Besides a simplified treatment of chemistry, many existing turbulent combustion models also use simplified diffusion processes (Hilbert et al., 2004). Differential and thermal diffusion effects are only included in recent DNS of turbulent combustion, for example in de Charentenay and Ern (2002) and show mainly local influence on the flame structure. Since for non-premixed test cases exact modeling of the mixing process is a prerequisite of correct combustion predictions, the goal of our work is to further investigate the effects of detailed diffusion, modelled at different levels of precision, on turbulent mixing in the non-reacting case.
Motivated by this, DNS of temporally evolving, turbulent compressible shear layers with gradients of species and temperature have been performed.
The species are called active scalars because they influence the flow via the density due to their different molecular weights and via the transport coefficients like heat conductivity and diffusion coefficients.

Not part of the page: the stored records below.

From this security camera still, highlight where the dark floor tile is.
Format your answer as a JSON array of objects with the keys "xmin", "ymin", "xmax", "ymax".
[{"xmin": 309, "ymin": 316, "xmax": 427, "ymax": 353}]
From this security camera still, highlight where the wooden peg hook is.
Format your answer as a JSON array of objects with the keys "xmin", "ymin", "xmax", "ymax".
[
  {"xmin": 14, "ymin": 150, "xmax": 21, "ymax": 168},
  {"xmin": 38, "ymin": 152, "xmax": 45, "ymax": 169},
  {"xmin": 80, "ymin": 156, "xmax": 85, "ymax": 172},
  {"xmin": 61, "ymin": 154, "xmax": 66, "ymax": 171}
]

Two different levels of approximation for the species diffusion fluxes and the heat flux are used and their effects are investigated. A quantity of special interest in this paper is the scalar dissipation rate as it is directly related to the reaction rate in combustion and therefore important for combustion modeling, for example in LES.
The first section of the paper describes the configurations and the initial parameters of the simulations. Then, the Navier-Stokes and species transport equations including detailed or simplified diffusion are presented. A self-similar state from which mean profiles and statistics are taken is defined in the following section. Next, mean profiles of diffusion flux and heat flux are analyzed. With the help of the diffusion flux, a mean Schmidt number is defined and its profile is evaluated which allows to assess the approximation of a spatially constant Schmidt number for each species. After this, the influence of the diffusion description on mean profiles, instantaneous fields and pdfs of the scalar dissipation rate or related quantities is investigated. Finally, conclusions are drawn.